3   CLASS OVER

Everything was slipping away for Tim Fletcher. Of course, it didn’t seem that way on the outside. He was the captain of the football team. The players followed him around like dumb animals and did his bidding. And the girls, well. Duh. He could pick anyone, and so he picked Mary Clark, because she was Mary Clark, perfection, a female version of Tim. Tim’s father owned a bank, so they were rich. They belonged to the best country club. Everything was exactly as it should be. Exactly as it had always been. He was a walking cliché, and fucking proud of it.

And yet …

He could feel it. He wasn’t smart, not like the nerds with their faces in books, but he wasn’t dumb either. He had inherited a Waspy understanding of power.

He could feel the power shifting. In his dad’s day, you’d graduate, play ball in college, inherit your dad’s bank, and marry a girl that looked like mom. The nerds would become your doctors and lawyers and accountants. They’d do well, but not too well. You would chat with them as they did your books or listened to your lungs, and then they’d go home to the suburbs and you’d hit the links at Oak Haven.

But now, his dad’s finances were hurting. Generations of alcoholism and mistresses had shrunk the family fortune, and they were riding on fumes. His parents kept up appearances, but through the walls he heard them fighting. At school, he was still king. Yet he saw the world change around him. At home in Austin. In Silicon Valley. The same kind of kids he dominated at Turner High were squeezing his dad’s bank with apps made in college dorm rooms. The old ways weren’t working anymore. Everything was disrupted. Where the hell did that leave him?

He watched Mary do her homework. She didn’t know he checked her phone when she wasn’t there. Why the hell was she googling Charlie Lake, that loser? They hadn’t been on student council together in years, since he flamed out. Even still, Tim had always viewed their friendship warily.

“You have nothing to worry about,” Mary would say, putting a carefully manicured hand on each of his broad shoulders. “I’m with you.”

So what was she doing now?

What Tim wanted, no, needed, was control.

He slid the silver box across the table to Mary.

“What’s this?”

“Open it.”

She laughed nervously and untied the red bow.

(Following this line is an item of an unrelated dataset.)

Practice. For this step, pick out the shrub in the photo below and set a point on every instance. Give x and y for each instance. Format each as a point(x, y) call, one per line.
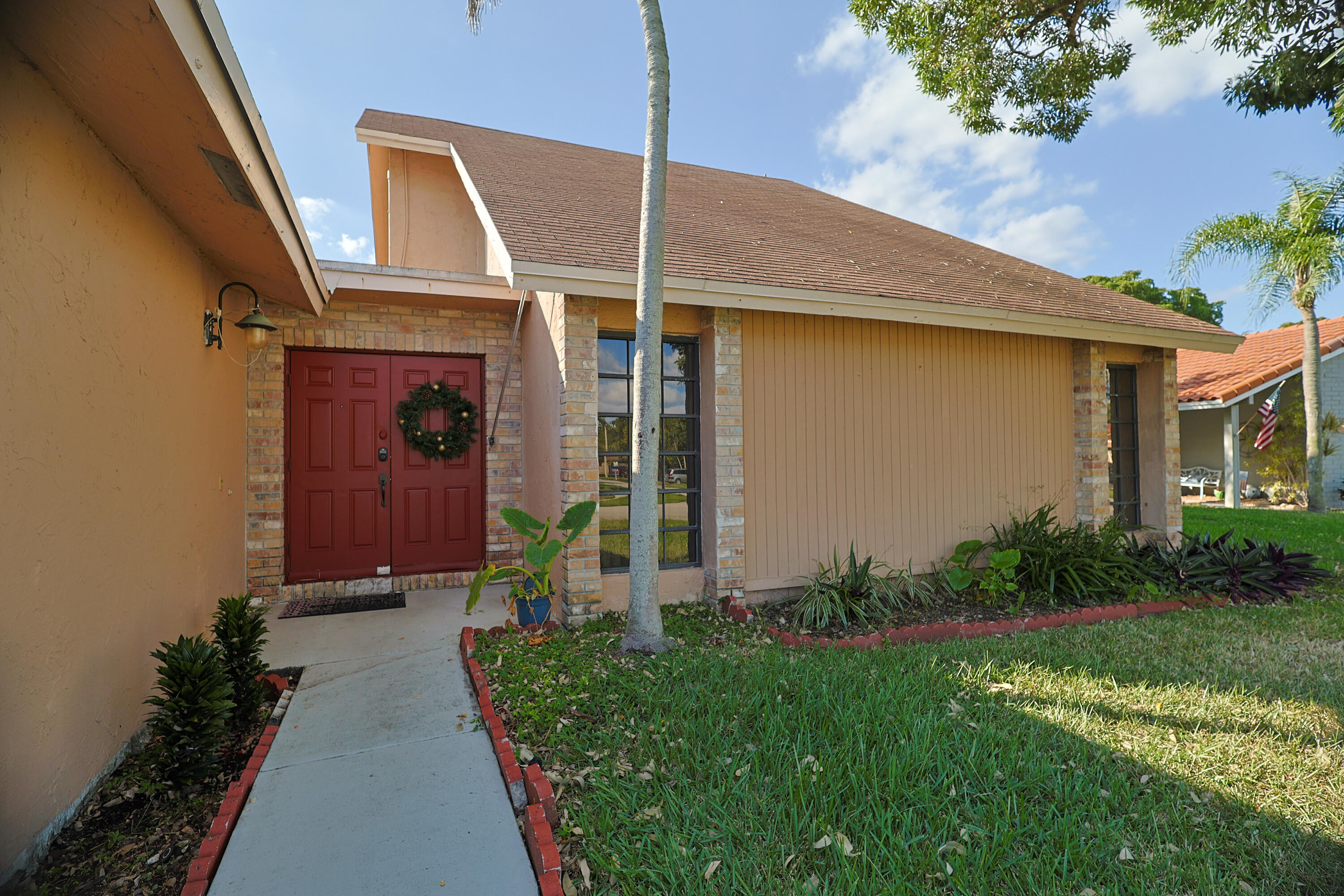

Inside was a rose-gold bracelet. It cost a small fortune.

“Put it on.”

“Tim, this is crazy. It’s not even our—”

“Put it on.” His voice was a little less warm.

Mary tried to clasp the bracelet around her wrist, but her fingers shook a little.

“Let me.” His thumb dug a little into the space under the bone in her delicate wrist.

She winced.

“Sorry.” Tim held has palms up to her, open. “Big hands.” As the bell rang, he smiled broadly and stood up. “It looks great on you.”

He walked to the door, past the STD poster showing how sex with one person was really sex with everyone. “You’ll always be mine.” He gave her his handsomest grin.